The re-lending and rediscount quotas for small companies, as well as sectors concerning rural areas, will be increased by a total of 150 billion yuan ($23.11 billion), according to guidelines for increasing financial support for small and micro firms, released on the website of the People's Bank of China (PBOC).
Better mechanisms will be in place to support the issuance of financial bonds by small companies, while banking financial institutions will be encouraged to issue securities backed by small enterprise loans. These measures are expected to provide credit of more than 100 billion yuan, according to the guidelines.

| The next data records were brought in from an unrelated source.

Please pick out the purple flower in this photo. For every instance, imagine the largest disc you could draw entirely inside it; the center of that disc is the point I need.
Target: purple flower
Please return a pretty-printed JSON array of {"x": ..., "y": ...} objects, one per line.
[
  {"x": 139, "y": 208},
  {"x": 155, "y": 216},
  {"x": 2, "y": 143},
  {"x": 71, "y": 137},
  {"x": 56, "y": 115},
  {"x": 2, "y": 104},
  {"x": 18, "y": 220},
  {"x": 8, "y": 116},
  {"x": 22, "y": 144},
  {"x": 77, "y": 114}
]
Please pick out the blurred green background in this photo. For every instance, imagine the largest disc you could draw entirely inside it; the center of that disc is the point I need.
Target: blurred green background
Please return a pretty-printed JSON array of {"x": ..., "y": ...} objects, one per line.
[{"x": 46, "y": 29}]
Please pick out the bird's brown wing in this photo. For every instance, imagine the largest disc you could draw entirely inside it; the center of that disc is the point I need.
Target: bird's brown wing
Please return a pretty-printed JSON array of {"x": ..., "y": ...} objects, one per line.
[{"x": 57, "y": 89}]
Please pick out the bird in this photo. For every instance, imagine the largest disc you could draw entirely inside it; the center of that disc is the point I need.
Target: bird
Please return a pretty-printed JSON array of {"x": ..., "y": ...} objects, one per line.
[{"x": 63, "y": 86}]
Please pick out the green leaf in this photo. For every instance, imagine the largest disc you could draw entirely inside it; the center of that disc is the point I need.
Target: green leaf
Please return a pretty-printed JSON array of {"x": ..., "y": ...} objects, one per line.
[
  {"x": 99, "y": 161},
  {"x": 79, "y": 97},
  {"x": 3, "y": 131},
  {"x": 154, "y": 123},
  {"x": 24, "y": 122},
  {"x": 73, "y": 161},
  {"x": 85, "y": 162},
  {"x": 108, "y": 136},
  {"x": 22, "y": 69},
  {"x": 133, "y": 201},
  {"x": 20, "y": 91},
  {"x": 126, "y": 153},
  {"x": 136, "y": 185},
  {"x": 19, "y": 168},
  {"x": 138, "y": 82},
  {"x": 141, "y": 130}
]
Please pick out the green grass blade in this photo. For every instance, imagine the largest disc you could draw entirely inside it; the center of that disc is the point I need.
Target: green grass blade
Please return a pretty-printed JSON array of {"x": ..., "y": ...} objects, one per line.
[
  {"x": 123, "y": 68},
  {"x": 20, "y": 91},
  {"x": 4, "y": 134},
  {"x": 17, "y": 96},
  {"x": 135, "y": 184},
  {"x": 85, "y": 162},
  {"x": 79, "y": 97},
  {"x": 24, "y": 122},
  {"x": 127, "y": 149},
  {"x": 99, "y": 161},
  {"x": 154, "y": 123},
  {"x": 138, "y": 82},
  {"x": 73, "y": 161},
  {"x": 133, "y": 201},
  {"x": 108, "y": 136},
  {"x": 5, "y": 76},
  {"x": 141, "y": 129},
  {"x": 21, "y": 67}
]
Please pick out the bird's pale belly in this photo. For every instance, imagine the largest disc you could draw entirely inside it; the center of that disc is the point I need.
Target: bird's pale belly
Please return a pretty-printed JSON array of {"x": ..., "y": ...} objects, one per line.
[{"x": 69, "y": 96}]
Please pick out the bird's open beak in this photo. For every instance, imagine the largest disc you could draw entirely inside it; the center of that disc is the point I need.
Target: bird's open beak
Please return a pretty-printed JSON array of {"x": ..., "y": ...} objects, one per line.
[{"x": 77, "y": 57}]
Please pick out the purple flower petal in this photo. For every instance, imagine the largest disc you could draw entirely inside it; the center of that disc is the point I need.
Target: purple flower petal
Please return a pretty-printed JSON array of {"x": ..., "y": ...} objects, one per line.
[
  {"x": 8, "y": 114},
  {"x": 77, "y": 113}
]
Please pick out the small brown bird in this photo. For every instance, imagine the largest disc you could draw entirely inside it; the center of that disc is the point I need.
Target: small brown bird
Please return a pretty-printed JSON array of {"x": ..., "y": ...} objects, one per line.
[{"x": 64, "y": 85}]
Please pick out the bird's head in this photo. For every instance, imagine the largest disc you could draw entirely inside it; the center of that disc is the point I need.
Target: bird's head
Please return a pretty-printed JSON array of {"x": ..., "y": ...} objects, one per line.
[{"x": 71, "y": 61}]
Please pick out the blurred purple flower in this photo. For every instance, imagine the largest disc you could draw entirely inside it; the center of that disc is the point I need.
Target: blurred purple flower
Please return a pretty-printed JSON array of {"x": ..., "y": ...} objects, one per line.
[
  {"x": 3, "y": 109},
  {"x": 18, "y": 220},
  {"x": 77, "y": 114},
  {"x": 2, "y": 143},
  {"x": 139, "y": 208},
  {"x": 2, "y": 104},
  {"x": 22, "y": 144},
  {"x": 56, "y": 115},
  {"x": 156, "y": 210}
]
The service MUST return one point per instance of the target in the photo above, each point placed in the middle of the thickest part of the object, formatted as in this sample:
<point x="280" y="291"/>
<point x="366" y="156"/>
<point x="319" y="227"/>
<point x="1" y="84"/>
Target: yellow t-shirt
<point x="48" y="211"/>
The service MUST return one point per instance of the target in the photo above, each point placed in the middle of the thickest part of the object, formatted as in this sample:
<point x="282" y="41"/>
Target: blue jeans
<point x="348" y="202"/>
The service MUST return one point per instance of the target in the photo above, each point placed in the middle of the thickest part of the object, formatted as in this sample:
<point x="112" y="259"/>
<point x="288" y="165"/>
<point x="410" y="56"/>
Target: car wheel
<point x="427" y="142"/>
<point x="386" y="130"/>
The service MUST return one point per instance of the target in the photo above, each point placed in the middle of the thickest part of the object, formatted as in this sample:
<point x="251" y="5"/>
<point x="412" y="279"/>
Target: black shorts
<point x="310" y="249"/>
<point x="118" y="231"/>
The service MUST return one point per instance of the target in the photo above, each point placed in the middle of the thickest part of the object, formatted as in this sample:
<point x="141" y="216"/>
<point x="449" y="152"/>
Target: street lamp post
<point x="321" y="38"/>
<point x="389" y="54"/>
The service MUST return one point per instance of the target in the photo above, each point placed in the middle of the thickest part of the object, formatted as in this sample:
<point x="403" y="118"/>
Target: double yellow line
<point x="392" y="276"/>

Loans for small firms with a credit line of 5 million yuan or less will be included in the scope of collateral for the central bank’s medium-term lending facility operation.
Small firms will be given more weight in the central bank’s macro-prudential assessment framework, according to the guidelines.
From September this year until the end of 2020, interest income for credit up to 5 million yuan, compared with previous 1 million yuan, for qualified small firms as well as individual businesses will be exempt from value-added tax.
China will also support the development of venture capital and angel investments to provide more financing channels for small firms, according to the guidelines.
The measures followed a central bank statement on June 24, which said it would cut some banks' reserve requirement ratios by 50 basis points on July 5, to support qualified debt-to-equity swap programs and help small business financing.
While China's small and micro businesses play an increasingly important role in the economy, they often find it difficult to access funds at a favorable rate compared with large State-owned enterprises.
Central Bank governor Yi Gang said at a recent forum that small and micro companies contribute to more than 60 percent of China's GDP, 80 percent of jobs and 50 percent of the country's tax revenue.
According to Dong Ximiao, senior researcher at Renmin University's Chongyang Institute for Financial Studies, said while more credit support should be given to small companies, authorities should also phase out financial support for "zombie companies" so that resources can be better allocated.